Marinette County Is Seeking New Highway CommissionerIssue Date: May 31, 2018
Marinette County Administrator John LeFebvre asked County Board members to let people know he is seeking applicants for the Highway Commissioner position recently vacated by Rick Rickaby. He will be accepting applications this time through June 21, and if there are no suitable applicants the search will be extended.
"We wish Rick the best," LeFebvre told the board. Rickaby, who was appointed commissioner a year ago, resigned to accept a job in the private sector.
To a question from Supervisor Ted Sauve, LeFebvre said a degree in Civil Engineering is preferred, but is not a job requirement, but a Bachelor's degree is. Full job requirements are on the county web site.
LeFebvre said until a new commissioner is on the job, Emergency Government Director Eric Burmeister has stepped up to the plate and is providing help with budget and management of the Highway Department until a new commissioner is selected. Burmeister's work in the office leaves the patrol supervisors free to manage their crews and the jobs they are working on.
LeFebvre has previously expressed preference for promoting from within whenever possible, but said in this case that probably cannot happen. There is another retirement coming up in July, and a number of experienced individuals in the department are at or near retirement age. "For me to promote from within at this point would be short changing the patrol supervisors," LeFebvre said.

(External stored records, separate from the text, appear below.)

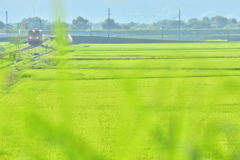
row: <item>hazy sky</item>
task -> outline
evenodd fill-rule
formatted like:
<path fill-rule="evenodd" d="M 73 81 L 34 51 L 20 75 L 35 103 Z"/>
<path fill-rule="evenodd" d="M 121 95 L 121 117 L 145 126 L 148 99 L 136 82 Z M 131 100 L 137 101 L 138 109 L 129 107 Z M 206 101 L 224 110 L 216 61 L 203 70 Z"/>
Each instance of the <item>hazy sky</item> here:
<path fill-rule="evenodd" d="M 11 22 L 24 17 L 40 16 L 52 19 L 52 0 L 0 0 L 0 20 L 4 21 L 5 10 Z M 65 0 L 67 20 L 81 15 L 93 22 L 102 21 L 107 8 L 119 22 L 154 22 L 174 19 L 182 9 L 183 19 L 223 15 L 240 18 L 240 0 Z"/>

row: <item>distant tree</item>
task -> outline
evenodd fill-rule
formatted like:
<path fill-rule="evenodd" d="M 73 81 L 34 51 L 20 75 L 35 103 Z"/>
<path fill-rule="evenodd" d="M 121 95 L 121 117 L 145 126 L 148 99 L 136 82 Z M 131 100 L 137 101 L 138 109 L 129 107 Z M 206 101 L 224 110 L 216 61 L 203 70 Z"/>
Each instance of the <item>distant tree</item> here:
<path fill-rule="evenodd" d="M 158 21 L 157 23 L 154 23 L 154 26 L 156 26 L 158 28 L 165 27 L 165 28 L 169 28 L 169 29 L 177 29 L 179 27 L 179 21 L 165 19 L 165 20 Z M 181 26 L 185 27 L 184 21 L 181 21 Z"/>
<path fill-rule="evenodd" d="M 79 16 L 72 21 L 72 28 L 83 30 L 89 29 L 91 28 L 91 23 L 89 22 L 89 20 Z"/>
<path fill-rule="evenodd" d="M 43 29 L 47 24 L 47 21 L 39 18 L 39 17 L 30 17 L 23 19 L 19 24 L 19 28 L 21 29 Z"/>
<path fill-rule="evenodd" d="M 0 21 L 0 29 L 3 29 L 3 28 L 5 28 L 5 24 L 2 21 Z"/>
<path fill-rule="evenodd" d="M 211 21 L 212 21 L 213 27 L 215 28 L 224 28 L 229 23 L 229 20 L 226 17 L 222 17 L 222 16 L 215 16 L 211 19 Z"/>
<path fill-rule="evenodd" d="M 106 19 L 103 22 L 102 27 L 104 29 L 120 29 L 121 25 L 116 23 L 114 19 Z"/>
<path fill-rule="evenodd" d="M 202 20 L 192 18 L 188 20 L 187 26 L 194 29 L 211 28 L 211 21 L 208 17 L 204 17 Z"/>

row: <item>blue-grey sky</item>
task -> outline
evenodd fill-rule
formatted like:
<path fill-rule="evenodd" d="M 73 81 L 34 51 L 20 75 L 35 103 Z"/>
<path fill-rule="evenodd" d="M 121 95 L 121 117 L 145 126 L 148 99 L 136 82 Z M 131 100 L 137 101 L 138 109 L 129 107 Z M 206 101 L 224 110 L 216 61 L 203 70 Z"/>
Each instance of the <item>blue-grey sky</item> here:
<path fill-rule="evenodd" d="M 56 0 L 55 0 L 56 1 Z M 65 0 L 67 21 L 83 16 L 93 22 L 105 19 L 107 8 L 118 22 L 151 23 L 160 19 L 174 19 L 178 9 L 182 18 L 223 15 L 240 18 L 240 0 Z M 0 20 L 4 21 L 4 11 L 9 11 L 10 22 L 24 17 L 40 16 L 52 19 L 52 0 L 1 0 Z"/>

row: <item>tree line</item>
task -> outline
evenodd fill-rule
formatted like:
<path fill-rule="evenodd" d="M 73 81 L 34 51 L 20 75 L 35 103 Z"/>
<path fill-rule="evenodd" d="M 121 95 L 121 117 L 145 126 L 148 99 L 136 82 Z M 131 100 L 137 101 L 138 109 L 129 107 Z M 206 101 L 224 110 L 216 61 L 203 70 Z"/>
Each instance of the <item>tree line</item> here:
<path fill-rule="evenodd" d="M 204 17 L 202 19 L 192 18 L 187 21 L 179 21 L 175 19 L 165 19 L 152 24 L 145 23 L 118 23 L 114 19 L 106 19 L 100 23 L 92 23 L 88 19 L 85 19 L 81 16 L 72 20 L 71 23 L 64 24 L 71 30 L 136 30 L 136 29 L 237 29 L 240 28 L 240 21 L 235 18 L 226 18 L 223 16 L 215 17 Z M 0 29 L 43 29 L 51 30 L 53 23 L 48 22 L 47 20 L 41 19 L 39 17 L 25 18 L 19 23 L 11 24 L 6 26 L 3 22 L 0 21 Z"/>

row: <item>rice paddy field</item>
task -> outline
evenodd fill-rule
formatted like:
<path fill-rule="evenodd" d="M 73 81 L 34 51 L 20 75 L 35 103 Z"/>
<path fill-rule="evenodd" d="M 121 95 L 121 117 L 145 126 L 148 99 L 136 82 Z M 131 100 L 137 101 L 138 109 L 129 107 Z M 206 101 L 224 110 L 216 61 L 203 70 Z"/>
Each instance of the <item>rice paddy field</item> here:
<path fill-rule="evenodd" d="M 240 159 L 240 43 L 0 46 L 1 160 Z"/>

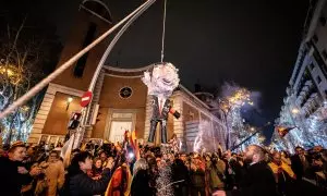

In other action at the meeting the board approved a contract with Advocates for Healthy Transitional Living to provide foster care services at the Crossroads Juvenile group home on Schacht Road in the Town of Peshtigo, starting as soon as possible and running through December 31 of this year, at a cost not to exceed $95,000. This is less than the amount remaining in the annual budget, so that will not be a problem, LeFebvre said.
Action at the meeting included approval of a $46,505 addition to the REM contract for consumer placements of juveniles from outside the county.
Crossroads provides housing for up to eight older juveniles in a group home setting and has been operated by the non-profit Marinette County Group Home Association, Inc., through a contract with the county Department of Health and Human Services.
The Group Home Association a few months ago informed the county they cannot continue providing the services the juveniles placed there require. They have offered to sell the home to the county, but while negotiations continue on the possible purchase the county will be leasing it from them to avoid disruption of the juveniles who live there.
The Group Home Association will continue operating Taylor House and Anthony House, which are facilities for adults with problems including mental disabilities and drug addictions.
Negotiations for purchase of the Crossroads facility have been in progress but no price has been established. Crossroads built the facility with the help of county funding but has totally repaid the startup loan.
At Tuesday's meeting County Board unanimously agreed to continue negotiating possible purchase of the facility "for fair market value, contingent on reaching an acceptable agreement with the Group Home Association related to juvenile placements."
Supervisor John Guarisco, who is a professional realtor, asked who will take care of maintaining the Crossroads buildings and grounds, and expressed doubt they will be able to determine fair market value without a professional appraisal.
Corporation Counsel Gale Mattison agreed those are very legitimate concerns. She said Advocates group does not want to own bricks and mortar. Health and Human Services Director Robin Elsner said they have an excellent record on providing juvenile care. He said they will maintain the grounds, and that will be part of the lease.
To some questions from Supervisor Al Mans, Elsner said the eventual purchase will come back to the full County Board. The Group Home Association wants out by June 15. He said the facility has space for eight juveniles and all the beds are filled. He has placements for two, if necessary, but would need to find space for the other six, "so we need to keep it operating." He said the Group Home Association wants to be out by Friday, June 15.